The diversity of Ras Al Khaimah’s economy is helping it to weather the downturn caused by the oil price crash, credit ratings agencies say.
Although the northern emirate has not totally escaped the effects of the spending brakes applied by the UAE and other regional governments because of lower oil and gas revenues, it will be bolstered by continued spending on infrastructure projects as a countermeasure to the economic slowdown.
“We still expect real GDP [the value of all goods and services produced domestically, after adjusting for inflation] to expand by 4.5 to 5 per cent per year in 2015 to 2017, driven by construction, rising tourist inflows and manufacturing growth,” Fitch said Friday in a report that affirmed RAK’s long-term credit rating at A.
Last year, RAK’s economy grew 4.6 per cent, according to the government.
The emirate’s tourism sector has expanded rapidly recently and the RAK tourism authority last week reported a record number of visitors for the third quarter – up 14 per cent quarter-on-quarter to about 200,000.
Ras Al Khaimah’s hotel revenue grew 22 per cent quarter-on-quarter to about Dh205 million in the third quarter.
RAK is among the smallest emirates in the federation, with a population of about 300,000. Its wealth rests on real estate and the hospitality sector, as well as a handful of export-focused industries – with companies such as RAK Ceramics, RAK Cement and Gulf Pharmaceuticals among them – which also experienced robust growth recently.
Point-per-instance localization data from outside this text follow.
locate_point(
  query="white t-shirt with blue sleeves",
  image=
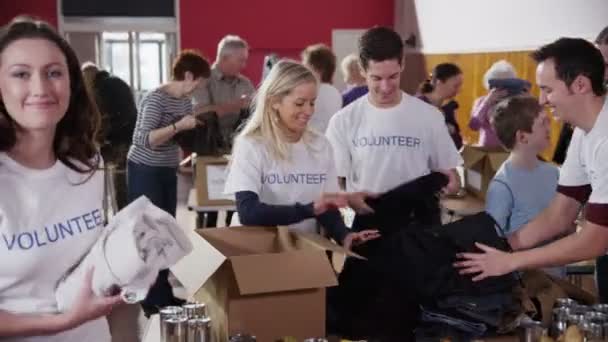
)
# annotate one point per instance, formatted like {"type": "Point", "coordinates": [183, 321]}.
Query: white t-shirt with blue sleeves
{"type": "Point", "coordinates": [377, 149]}
{"type": "Point", "coordinates": [49, 219]}
{"type": "Point", "coordinates": [309, 172]}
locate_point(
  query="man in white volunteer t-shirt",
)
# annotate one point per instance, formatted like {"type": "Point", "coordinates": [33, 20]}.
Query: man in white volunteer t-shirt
{"type": "Point", "coordinates": [570, 75]}
{"type": "Point", "coordinates": [387, 137]}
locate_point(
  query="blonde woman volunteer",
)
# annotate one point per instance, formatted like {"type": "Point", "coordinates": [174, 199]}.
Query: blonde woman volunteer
{"type": "Point", "coordinates": [282, 173]}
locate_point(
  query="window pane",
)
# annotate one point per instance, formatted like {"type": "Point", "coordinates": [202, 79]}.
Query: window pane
{"type": "Point", "coordinates": [149, 64]}
{"type": "Point", "coordinates": [151, 36]}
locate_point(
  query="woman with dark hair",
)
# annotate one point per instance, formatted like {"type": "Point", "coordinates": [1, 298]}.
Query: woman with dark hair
{"type": "Point", "coordinates": [443, 85]}
{"type": "Point", "coordinates": [153, 158]}
{"type": "Point", "coordinates": [565, 135]}
{"type": "Point", "coordinates": [52, 187]}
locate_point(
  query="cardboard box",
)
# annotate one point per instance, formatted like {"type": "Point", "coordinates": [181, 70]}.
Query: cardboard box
{"type": "Point", "coordinates": [480, 165]}
{"type": "Point", "coordinates": [210, 179]}
{"type": "Point", "coordinates": [263, 281]}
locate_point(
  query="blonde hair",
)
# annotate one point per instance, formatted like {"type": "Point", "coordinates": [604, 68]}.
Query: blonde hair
{"type": "Point", "coordinates": [499, 70]}
{"type": "Point", "coordinates": [229, 44]}
{"type": "Point", "coordinates": [350, 66]}
{"type": "Point", "coordinates": [265, 122]}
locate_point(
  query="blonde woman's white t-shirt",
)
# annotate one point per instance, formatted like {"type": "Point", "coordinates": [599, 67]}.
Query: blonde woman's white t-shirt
{"type": "Point", "coordinates": [309, 172]}
{"type": "Point", "coordinates": [48, 222]}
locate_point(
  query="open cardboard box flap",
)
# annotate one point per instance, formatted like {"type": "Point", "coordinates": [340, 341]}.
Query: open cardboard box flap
{"type": "Point", "coordinates": [496, 159]}
{"type": "Point", "coordinates": [263, 259]}
{"type": "Point", "coordinates": [265, 273]}
{"type": "Point", "coordinates": [472, 155]}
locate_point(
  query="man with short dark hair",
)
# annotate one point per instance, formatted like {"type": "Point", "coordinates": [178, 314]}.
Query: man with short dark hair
{"type": "Point", "coordinates": [322, 61]}
{"type": "Point", "coordinates": [570, 74]}
{"type": "Point", "coordinates": [387, 137]}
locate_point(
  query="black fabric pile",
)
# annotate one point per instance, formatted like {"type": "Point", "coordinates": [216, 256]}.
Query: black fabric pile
{"type": "Point", "coordinates": [410, 267]}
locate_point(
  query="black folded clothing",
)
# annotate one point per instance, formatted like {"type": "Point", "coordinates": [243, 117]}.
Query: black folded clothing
{"type": "Point", "coordinates": [415, 201]}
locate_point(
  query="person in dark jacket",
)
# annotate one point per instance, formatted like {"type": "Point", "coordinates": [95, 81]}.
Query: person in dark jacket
{"type": "Point", "coordinates": [116, 103]}
{"type": "Point", "coordinates": [439, 89]}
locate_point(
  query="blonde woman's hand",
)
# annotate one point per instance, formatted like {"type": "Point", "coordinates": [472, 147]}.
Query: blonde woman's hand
{"type": "Point", "coordinates": [329, 201]}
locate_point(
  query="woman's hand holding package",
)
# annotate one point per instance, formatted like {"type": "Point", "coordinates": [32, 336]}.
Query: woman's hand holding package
{"type": "Point", "coordinates": [187, 122]}
{"type": "Point", "coordinates": [89, 306]}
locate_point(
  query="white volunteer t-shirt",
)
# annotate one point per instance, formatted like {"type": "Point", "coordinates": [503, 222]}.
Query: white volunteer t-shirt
{"type": "Point", "coordinates": [327, 104]}
{"type": "Point", "coordinates": [587, 159]}
{"type": "Point", "coordinates": [302, 179]}
{"type": "Point", "coordinates": [48, 222]}
{"type": "Point", "coordinates": [377, 149]}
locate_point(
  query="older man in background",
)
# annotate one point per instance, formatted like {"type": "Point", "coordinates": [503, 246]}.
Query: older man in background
{"type": "Point", "coordinates": [227, 92]}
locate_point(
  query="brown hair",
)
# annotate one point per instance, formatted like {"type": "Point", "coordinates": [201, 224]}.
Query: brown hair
{"type": "Point", "coordinates": [74, 143]}
{"type": "Point", "coordinates": [516, 113]}
{"type": "Point", "coordinates": [320, 58]}
{"type": "Point", "coordinates": [380, 44]}
{"type": "Point", "coordinates": [575, 57]}
{"type": "Point", "coordinates": [190, 61]}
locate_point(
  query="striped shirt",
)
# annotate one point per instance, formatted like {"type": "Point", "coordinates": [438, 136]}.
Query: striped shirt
{"type": "Point", "coordinates": [158, 109]}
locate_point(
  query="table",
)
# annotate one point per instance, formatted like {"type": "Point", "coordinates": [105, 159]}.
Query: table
{"type": "Point", "coordinates": [199, 210]}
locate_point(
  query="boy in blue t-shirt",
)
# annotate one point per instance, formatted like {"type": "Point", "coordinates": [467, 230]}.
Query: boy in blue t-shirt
{"type": "Point", "coordinates": [524, 185]}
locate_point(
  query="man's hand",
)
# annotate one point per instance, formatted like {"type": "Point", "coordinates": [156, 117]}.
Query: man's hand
{"type": "Point", "coordinates": [358, 238]}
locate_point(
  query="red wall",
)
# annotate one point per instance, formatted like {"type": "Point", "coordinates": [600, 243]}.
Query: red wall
{"type": "Point", "coordinates": [43, 9]}
{"type": "Point", "coordinates": [281, 26]}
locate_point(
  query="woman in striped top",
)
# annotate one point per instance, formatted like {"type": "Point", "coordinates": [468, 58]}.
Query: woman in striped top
{"type": "Point", "coordinates": [153, 158]}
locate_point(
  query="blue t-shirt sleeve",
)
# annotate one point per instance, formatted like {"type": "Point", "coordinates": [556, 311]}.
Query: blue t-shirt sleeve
{"type": "Point", "coordinates": [253, 212]}
{"type": "Point", "coordinates": [499, 204]}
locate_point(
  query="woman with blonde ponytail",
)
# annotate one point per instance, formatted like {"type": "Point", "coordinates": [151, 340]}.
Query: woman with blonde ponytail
{"type": "Point", "coordinates": [283, 173]}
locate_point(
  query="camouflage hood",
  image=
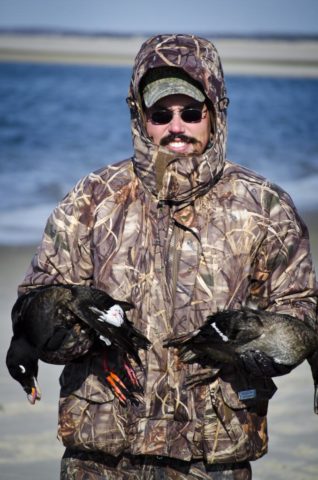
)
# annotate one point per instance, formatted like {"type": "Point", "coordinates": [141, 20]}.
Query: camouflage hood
{"type": "Point", "coordinates": [179, 180]}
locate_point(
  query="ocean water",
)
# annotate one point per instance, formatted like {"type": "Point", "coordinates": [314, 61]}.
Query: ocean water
{"type": "Point", "coordinates": [59, 122]}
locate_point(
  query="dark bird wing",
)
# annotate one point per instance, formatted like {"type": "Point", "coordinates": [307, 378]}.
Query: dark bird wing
{"type": "Point", "coordinates": [60, 323]}
{"type": "Point", "coordinates": [100, 311]}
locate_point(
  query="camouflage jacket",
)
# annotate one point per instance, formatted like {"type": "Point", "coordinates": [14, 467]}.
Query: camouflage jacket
{"type": "Point", "coordinates": [179, 238]}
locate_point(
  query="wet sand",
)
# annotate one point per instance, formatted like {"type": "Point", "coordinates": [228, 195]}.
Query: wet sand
{"type": "Point", "coordinates": [29, 448]}
{"type": "Point", "coordinates": [239, 56]}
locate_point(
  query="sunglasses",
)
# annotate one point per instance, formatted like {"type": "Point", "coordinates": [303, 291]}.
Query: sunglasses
{"type": "Point", "coordinates": [188, 115]}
The tourism sector is making efforts to expand into business events, a plan designed to attract foreign investment to the emirate’s industrial free zones.
The UAE was hit hard by the global financial crisis seven years ago but has followed a fairly conservative fiscal path since.
Standard & Poor’s affirmed its debt rating on RAK last month. “RAK’s relatively diverse economic base and strong public finances will offset slower regional demand and lack of monetary policy flexibility,” it said with references to the emirate’s membership of the federal budget process and the dollar-pegged currency.
Ras Al Khaimah has just a small direct exposure to the hydrocarbons sector through RAK Gas, from which the government derived 15 per cent of its revenue last year, down from 26 per cent in 2013. But it is exposed more broadly via the federal budget and implied central government guarantees.
Fitch, which had forecast a budget deficit for Ras Al Khaimah, estimates that the emirate’s budget would rise to a surplus this year of 1.1 per cent of GDP, from 0.8 per cent last year. Fitch and S&P criticised Ras Al Khaimah’s lack of government transparency and bureaucratic development. According to Fitch, RAK’s budgeting process “is not yet methodologically mature”, so there are many gaps that can only be filled in via federal data interpolation.
Improvement on that front might help improve the emirate’s debt ratings, said Fitch and S&P.